Integrating audio information with Mapillary image... OpenStreetMap diary

I run a Mapillary supplied BlackVue dashcam uploading my take via the mapillary_tools in two “stabs”. The first is usually same day for road speeds segments below 55kph, the second is up to 2-3 months later. This gives town/village streets and remote road intersections/signs coverage first, for other mappers. I am also taking 1FPS rear left (webcam) and right angle left images (Samsung phone) at less than 40kph for immediate geotag, process/upload. (after manually culling privates)

Waiting for images to appear on the Mapillary site for my own OSM work degrades and reduces the result. For some time I had processed and geotagged locally, so I could scroll through (1FPS) images at the end of every day. Unfortunately the camera doesn’t always capture sufficient detail and scrolling through thousands of images takes time!
I would use Geeqie (image viewer) and a “side” text file (gpscorrelate -m) of image filenames and lat/lon, then copy/paste these direct to the OSM ID editor search box.
Some months ago I started talking into the camera whilst driving. Eg street addresses, business names, features in rest areas etc. The effort is about rough cut removing “no data” and being able to find feature add/changes quickly/accurately.
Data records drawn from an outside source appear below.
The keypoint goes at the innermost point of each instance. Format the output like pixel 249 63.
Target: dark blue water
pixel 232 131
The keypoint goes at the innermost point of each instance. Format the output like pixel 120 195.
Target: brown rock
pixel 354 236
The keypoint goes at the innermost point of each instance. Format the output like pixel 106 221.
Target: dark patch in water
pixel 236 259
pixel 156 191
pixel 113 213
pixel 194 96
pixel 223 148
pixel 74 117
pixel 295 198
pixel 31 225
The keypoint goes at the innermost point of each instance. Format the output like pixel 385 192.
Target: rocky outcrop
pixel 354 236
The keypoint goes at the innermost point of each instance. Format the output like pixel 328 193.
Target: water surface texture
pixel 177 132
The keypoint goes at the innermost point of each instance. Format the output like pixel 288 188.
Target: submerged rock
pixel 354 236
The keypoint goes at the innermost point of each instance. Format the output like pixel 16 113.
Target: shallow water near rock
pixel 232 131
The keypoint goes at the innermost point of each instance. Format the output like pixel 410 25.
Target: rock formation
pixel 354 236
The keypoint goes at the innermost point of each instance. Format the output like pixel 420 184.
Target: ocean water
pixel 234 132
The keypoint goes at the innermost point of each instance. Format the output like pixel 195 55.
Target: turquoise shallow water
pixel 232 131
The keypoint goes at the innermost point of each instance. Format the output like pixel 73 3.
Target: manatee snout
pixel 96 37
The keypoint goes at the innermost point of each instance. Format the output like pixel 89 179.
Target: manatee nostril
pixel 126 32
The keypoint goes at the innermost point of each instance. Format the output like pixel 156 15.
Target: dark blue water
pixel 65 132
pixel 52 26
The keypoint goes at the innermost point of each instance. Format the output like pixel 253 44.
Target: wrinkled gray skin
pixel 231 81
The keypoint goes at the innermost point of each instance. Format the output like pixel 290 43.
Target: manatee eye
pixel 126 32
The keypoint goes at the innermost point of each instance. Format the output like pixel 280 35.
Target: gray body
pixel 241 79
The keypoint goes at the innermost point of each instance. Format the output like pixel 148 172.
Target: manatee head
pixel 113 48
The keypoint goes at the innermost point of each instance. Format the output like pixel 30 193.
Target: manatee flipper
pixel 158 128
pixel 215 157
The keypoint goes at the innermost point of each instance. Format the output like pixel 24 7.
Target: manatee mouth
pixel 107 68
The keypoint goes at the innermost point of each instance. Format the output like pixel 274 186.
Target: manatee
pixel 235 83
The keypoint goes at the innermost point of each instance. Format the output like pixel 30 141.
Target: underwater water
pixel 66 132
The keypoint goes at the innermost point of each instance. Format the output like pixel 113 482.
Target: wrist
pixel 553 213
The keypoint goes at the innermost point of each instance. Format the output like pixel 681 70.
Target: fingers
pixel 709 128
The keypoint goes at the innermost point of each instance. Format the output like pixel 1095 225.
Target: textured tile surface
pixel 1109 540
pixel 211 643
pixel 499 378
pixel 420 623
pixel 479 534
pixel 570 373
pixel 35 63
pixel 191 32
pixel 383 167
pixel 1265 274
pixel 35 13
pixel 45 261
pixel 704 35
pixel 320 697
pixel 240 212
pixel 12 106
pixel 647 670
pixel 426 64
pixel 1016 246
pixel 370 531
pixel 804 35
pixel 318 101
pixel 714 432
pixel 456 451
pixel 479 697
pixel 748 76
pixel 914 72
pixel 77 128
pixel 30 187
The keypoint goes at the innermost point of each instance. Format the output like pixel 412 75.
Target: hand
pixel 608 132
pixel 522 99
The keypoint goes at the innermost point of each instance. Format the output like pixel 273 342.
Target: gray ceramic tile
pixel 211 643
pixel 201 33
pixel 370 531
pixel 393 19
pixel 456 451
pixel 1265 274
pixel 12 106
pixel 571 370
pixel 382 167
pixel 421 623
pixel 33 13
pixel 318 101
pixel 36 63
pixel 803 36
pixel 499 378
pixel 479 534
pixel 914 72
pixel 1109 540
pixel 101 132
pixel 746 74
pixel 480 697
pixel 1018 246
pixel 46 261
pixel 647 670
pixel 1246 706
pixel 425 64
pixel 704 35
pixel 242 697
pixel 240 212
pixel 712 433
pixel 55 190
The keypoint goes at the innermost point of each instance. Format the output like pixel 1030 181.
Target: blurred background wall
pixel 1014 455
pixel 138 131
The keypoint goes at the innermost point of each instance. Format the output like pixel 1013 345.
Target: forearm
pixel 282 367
My action is now;
Process/geotag images as before, but also extract a (1 minute) wav file (ffmpeg) from the BlackVue mp4. This has the same file naming standard and thus indirectly geotag references against the associated image(s).
Move all images and mp4’s that have no movement (speed=0) for an entire 1 minute block out of future processing.
Run the wav files through a sox bandpass (sinc) filter to reduce road noise.
Run each wav through sox vad and remove those that have no voice on it. I have also modified certain timing constraints to reduce false detects. (Currently vad -t 12 -l 1000 -L 1000 -h 300 -H 300 -T 1)
Move the already tagged images in with their one minute block matching wavs.
The directory now only contains 1 minute blocks of audio/wav and images/jpg of voice only and vehicle moving.
All of the above steps are launched by a single bash script on the laptop near the BlackVue. I only need connect to the BlackVue WiFi and run it. It starts downloading the camera (curl/wget) and 1-2 hours later the action directory, gpx data and moving mp4’s are ready. This data is rsync’d to another laptop for the OSM processing.
Whilst the above is running I often do some OSM/ID work on the previous day’s data (2nd laptop) plus action the side camera culling and uploading.
Have setup 3 plugins (toolbar icons) in Geeqie; Launch the 1 minute wav file in Audacity associated with that image, copy the lat/lon to the clipboard, and move the entire 1 minute band of images and wav out of the active/processing directory.
Playing/viewing the 60 sec wav in Audacity (via the Geeqie icon) has 5 second tick marks that correlate with the image filename. Eg 20220504_142256_044.jpg will be at the 44 second mark. If there is only one voice peak on the Audacity display I can quickly scroll/roll to it, not having to view intervening images. If the audio track is very dense, like driving past a long row of shops I can pause audio and scroll/roll as needed. Passing vehicles and UHF FM chatter looks very different on the Audacity display, so these can be ignored.
The side camera files are similarly named so can be viewed for editor input. The raw >40kph take is also available, but is often too wide time spaced or blurred. They do however work very well on shopfront signs. These image files have also been geotagged, so the Geeqie copy lat/lon button also works.
Clicking on the lat/lon icon puts the current image position onto the clipboard, that then gets pasted to the ID editor search box.
I would suspect that I could save a further few seconds by URL launching “remote” on the browser, but not yet!
When I have completed the feature in ID I click on the Geeqie “move” icon and the entire 1 minute image and wav file set vanishes!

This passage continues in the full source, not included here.